Saturday, October 9, 2010

Learning to Live With Malaria

It’s technically straightforward to eliminate malaria from an area. At least in theory. You reduce the ability of mosquitoes to bite people, treat every sick victim with curative drugs and prevent any infected person from bringing new parasites into the area. Keep working outwards from your area, and eventually there will be no more malaria.

But what if there’s a secret reservoir of pathogens in the bodies of wild animals, unreachable by medical interventions — as there is in yellow fever, cholera, and influenza, diseases from which humankind can never hope to be completely free?
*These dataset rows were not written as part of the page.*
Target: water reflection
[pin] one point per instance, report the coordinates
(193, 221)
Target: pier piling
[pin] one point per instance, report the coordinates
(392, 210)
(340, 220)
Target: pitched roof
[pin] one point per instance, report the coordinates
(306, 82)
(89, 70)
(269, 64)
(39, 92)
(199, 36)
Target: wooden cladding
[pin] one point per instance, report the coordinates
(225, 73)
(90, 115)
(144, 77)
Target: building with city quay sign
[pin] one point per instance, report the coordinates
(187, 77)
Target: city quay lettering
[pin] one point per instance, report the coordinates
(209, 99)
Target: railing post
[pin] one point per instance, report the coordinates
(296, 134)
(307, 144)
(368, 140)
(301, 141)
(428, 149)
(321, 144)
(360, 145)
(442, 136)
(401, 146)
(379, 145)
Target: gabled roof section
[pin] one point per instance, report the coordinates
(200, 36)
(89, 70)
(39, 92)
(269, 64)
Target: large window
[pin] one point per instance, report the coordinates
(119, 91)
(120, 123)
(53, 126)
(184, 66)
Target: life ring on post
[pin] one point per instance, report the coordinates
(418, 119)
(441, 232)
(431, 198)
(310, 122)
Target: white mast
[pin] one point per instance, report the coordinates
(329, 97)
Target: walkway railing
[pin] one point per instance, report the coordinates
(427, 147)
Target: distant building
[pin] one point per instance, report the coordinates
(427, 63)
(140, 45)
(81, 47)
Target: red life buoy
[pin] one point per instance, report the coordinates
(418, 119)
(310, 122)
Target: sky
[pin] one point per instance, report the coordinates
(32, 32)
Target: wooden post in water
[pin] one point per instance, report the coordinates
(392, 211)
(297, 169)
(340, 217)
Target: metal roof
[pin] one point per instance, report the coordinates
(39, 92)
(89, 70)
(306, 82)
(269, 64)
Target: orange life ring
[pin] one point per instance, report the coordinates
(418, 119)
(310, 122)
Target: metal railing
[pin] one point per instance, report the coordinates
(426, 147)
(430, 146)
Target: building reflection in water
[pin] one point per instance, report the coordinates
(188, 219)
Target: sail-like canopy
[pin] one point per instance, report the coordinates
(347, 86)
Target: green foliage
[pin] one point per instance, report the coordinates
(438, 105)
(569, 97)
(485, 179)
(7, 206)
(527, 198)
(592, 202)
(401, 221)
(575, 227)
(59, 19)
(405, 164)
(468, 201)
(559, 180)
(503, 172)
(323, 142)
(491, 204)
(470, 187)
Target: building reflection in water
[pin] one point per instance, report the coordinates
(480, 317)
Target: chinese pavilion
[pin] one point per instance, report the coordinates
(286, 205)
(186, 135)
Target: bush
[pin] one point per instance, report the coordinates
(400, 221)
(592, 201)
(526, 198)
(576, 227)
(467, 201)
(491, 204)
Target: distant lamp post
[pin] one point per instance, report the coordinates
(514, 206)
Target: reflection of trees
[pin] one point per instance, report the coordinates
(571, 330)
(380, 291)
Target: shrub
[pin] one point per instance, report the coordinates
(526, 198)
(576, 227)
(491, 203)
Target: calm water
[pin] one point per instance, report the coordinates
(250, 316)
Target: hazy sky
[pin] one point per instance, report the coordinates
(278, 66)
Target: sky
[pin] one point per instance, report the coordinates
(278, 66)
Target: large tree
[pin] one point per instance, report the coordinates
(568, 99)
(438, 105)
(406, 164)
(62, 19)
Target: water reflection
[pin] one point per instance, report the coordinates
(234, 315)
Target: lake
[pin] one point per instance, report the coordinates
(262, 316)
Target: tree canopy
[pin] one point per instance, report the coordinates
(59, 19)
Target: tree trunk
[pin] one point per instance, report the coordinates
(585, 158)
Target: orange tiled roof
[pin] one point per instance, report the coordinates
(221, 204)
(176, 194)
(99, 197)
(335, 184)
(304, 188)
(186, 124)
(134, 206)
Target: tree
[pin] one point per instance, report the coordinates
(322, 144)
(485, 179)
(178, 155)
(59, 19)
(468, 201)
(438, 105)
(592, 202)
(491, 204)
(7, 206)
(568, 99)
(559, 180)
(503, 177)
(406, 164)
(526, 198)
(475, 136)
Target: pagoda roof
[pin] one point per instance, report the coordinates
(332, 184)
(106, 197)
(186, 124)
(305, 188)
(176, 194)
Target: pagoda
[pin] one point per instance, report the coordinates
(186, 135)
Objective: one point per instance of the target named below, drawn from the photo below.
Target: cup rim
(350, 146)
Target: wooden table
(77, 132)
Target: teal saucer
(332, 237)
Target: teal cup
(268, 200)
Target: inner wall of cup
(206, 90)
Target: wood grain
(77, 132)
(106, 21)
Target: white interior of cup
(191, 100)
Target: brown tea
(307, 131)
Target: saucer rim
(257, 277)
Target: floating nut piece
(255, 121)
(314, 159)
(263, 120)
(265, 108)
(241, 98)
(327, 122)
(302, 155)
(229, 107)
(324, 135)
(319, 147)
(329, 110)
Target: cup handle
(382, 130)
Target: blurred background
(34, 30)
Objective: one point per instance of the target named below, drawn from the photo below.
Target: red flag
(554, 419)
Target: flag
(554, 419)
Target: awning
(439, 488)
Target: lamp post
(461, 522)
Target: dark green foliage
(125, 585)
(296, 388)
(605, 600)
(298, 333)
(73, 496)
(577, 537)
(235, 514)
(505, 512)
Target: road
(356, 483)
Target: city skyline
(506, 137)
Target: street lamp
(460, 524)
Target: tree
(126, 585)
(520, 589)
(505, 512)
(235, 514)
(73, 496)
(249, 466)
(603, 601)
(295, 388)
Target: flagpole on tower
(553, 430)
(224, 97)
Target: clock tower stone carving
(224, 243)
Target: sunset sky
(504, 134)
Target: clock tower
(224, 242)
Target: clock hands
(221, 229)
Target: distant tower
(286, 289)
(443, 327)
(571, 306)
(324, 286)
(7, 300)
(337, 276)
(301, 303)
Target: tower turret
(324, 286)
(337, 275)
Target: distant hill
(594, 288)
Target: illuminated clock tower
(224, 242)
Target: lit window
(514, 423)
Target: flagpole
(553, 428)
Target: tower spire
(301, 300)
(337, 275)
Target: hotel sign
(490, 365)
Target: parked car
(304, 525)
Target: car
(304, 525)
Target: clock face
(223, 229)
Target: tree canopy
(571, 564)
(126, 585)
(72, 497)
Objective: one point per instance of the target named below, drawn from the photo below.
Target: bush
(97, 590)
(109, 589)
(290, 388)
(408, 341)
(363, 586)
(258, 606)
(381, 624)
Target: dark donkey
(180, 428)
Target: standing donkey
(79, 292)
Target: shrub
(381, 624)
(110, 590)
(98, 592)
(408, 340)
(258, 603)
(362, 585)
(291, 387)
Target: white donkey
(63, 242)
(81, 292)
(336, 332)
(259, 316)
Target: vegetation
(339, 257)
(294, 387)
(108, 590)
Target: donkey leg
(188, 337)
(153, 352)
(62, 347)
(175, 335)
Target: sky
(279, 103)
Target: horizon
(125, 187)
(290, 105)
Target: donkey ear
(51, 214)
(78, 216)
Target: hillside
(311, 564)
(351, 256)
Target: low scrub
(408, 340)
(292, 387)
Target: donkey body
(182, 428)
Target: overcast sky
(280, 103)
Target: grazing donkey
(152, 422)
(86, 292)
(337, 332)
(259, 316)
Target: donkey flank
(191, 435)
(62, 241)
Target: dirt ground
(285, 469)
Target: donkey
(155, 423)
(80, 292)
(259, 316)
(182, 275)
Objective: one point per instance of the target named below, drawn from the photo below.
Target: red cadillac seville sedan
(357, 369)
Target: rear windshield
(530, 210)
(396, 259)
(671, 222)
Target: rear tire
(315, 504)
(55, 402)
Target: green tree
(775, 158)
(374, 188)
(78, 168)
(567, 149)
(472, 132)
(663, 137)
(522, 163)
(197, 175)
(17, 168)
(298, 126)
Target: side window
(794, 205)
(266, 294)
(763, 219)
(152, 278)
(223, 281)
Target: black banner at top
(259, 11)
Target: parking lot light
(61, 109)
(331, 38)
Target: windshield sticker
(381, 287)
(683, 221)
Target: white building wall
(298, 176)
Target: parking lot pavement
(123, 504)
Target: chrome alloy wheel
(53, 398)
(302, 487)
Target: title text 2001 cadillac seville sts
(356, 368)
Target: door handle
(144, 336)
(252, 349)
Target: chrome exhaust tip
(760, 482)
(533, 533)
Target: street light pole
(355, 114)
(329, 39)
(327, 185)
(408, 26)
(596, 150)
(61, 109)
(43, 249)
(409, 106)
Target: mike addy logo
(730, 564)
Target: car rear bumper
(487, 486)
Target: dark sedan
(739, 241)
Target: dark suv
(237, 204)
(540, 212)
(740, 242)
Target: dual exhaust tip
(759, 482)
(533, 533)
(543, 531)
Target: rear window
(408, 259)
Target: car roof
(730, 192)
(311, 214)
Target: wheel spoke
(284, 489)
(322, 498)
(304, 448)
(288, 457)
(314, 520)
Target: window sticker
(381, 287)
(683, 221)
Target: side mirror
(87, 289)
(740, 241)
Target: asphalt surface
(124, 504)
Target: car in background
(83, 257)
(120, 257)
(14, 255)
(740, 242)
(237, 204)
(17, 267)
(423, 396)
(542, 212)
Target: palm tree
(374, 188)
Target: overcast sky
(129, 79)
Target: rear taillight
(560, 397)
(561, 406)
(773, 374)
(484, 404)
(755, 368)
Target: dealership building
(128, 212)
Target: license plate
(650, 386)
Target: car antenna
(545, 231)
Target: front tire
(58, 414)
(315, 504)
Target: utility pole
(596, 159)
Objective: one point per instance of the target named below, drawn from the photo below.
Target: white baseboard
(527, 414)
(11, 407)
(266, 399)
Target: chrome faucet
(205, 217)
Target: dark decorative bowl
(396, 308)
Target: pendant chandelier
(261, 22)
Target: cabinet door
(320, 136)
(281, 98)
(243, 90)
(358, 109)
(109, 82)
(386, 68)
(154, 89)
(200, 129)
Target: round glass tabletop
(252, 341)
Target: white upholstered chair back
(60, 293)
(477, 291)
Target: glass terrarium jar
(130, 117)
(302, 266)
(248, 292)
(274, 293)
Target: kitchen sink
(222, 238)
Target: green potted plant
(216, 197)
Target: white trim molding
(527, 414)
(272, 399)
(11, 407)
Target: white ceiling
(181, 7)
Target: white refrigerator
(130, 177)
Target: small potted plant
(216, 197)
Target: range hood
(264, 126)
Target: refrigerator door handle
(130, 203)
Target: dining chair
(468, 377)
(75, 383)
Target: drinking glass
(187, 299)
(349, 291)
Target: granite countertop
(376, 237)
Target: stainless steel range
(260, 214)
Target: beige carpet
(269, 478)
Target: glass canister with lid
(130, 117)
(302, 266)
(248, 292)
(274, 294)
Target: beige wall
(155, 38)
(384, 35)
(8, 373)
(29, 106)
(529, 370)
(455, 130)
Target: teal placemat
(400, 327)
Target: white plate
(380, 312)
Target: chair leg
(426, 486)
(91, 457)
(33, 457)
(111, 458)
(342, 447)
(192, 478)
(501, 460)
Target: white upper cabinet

In results reported in the Jan. 19 “Proceedings of National Academy of Sciences,” a team of malariologists from France and Gabon have found just that. Using new methods of tracking malaria parasites, by subjecting samples of urine and feces to PCR analysis, the scientists found genetic traces of the most malignant malaria parasite — Plasmodium falciparum, presumed since the 1930s to be an exclusively human pathogen — inside the bodies of gorillas from Cameroon and Gabon.

There is also evidence from Vietnam and Malaysia that malaria parasites previously considered exclusive to monkeys can often be found utilizing human blood.

These discoveries of a possible wild reservoir for humankind’s most malignant malaria, some 130 years after the discovery of the malaria parasite, could mean that it will be impossible to eradicate malaria. When scientists discovered in the 1930s that monkeys carried yellow fever virus, they were forced to abandon hopes for eradicating yellow fever.

The realization will change anti-malaria work radically. Ever since the British army surgeon Ronald Ross and the Italian zoologist Giovanni Grassi discovered early in the 20th century that mosquitoes transmitted malaria parasites, dreams of eradicating malaria have tantalized governments, public health leaders and philanthropists.

In 2007, Bill and Melinda Gates — whose foundation now sets the agenda in global health — announced that they intended to end malaria, an ambition that both the interagency Roll Back Malaria Partnership and the World Health Organization affirmed. Funds for the job have zoomed from $100 million a year in 1998 to nearly $2 billion by the end of 2009.

The Gates Foundation has given vaccine researchers $150 million since the late 1990s. There are dozens of experimental malaria vaccines in labs across the globe, with the most clinically advanced, Mosquirix, appearing to reduce the incidence of illness from malaria by 65 percent.

Oil companies such as ExxonMobil, plagued by malaria in West Africa, have bankrolled genomics research at Western universities in search of new drugs. Even venture capitalists such as the former Microsoft executive Nathan Myhrvold have joined in. He showed his laser mosquito-zapping system at a highly publicized lecture in February.

All hope to find a simple, permanent cure.

The new findings, however, challenge this dream. That is because eradicating a disease is, in several important respects, a goal diametrically opposed to controlling one.